To ensure that it is well cured the bamboo must be cut according to natural ancestral techniques during  a particular phase of the moon and then dried evenly in the sun. If this doesn’t happen correctly there is a risk that termites will start eating it so ‘even if the piece looks beautiful’ it will be a bad product.

Bamboo is grown in the Central Pacific region of  northern Nicaragua. Thanks to the support of China-Taiwan new varieties have been introduced, for example, very thin varieties and thicker ones used in building construction.

Mauricio acknowledges how grateful he is to MEFCCA for the support they have provided so that he can dedicate himself to bamboo: ‘If it weren’t for MEFCCA  I wouldn’t be doing this right now, who knows how I would be… ‘

This is ongoing support not just in the form of technical training and loans but also on how to set up and run a business. ‘For example tomorrow they have invited us to a course on how to design an eye-catching logo.’ he says.

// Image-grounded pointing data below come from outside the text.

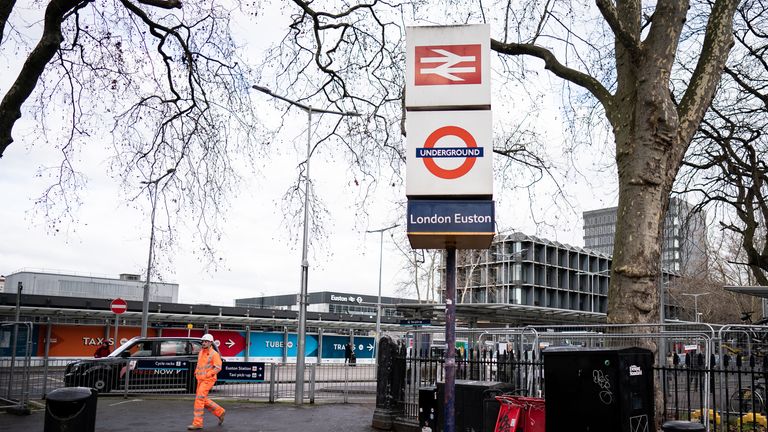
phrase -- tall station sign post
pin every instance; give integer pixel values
(449, 167)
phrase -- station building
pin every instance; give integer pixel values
(684, 236)
(329, 302)
(53, 283)
(526, 280)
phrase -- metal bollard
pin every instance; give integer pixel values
(346, 383)
(312, 370)
(272, 376)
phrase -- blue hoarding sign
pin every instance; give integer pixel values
(242, 372)
(272, 345)
(333, 347)
(6, 336)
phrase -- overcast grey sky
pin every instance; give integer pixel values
(259, 257)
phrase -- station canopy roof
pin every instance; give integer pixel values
(757, 291)
(494, 314)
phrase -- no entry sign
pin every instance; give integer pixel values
(449, 153)
(118, 306)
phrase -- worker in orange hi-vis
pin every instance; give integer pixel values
(208, 366)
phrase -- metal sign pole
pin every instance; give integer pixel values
(450, 338)
(117, 327)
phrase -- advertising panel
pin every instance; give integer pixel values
(82, 341)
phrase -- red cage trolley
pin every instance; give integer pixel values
(520, 414)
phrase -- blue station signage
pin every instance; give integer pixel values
(467, 224)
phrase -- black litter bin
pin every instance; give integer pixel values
(71, 409)
(680, 426)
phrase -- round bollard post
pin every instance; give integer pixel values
(386, 387)
(70, 409)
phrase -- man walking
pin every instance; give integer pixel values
(208, 367)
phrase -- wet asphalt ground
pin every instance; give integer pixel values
(160, 415)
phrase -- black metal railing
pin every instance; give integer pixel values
(727, 394)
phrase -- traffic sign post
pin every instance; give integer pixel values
(118, 307)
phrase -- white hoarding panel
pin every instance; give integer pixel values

Mauricio is also member of a ten person co-operative that currently buys bamboo from other places such as Matagalpa, but they have also started to grow it in Managua to use as raw material and to sell plants to other people.

————————————–

* Over 80% of the Nicaraguan workforce is employed in the social economy which creates 60% of disposable income. For this reason the Ministry of Family, Communal, Cooperative and Associative Economy (MEFCCA) is one of the country’s key ministries. Whole sectors of the economy are owned and controlled by this sector ranging from transport to food production to retail.

It is responsible for a large variety of startups such family owned shops, peasant co-operatives, and women’s organisations. MEFCCA supports these enterprises with training, funding and promotion.

The logic of MEFCCA is not based on reproducing capital for its own sake, but rather to address the needs of the self-employed workers, their families, communities and society as a whole.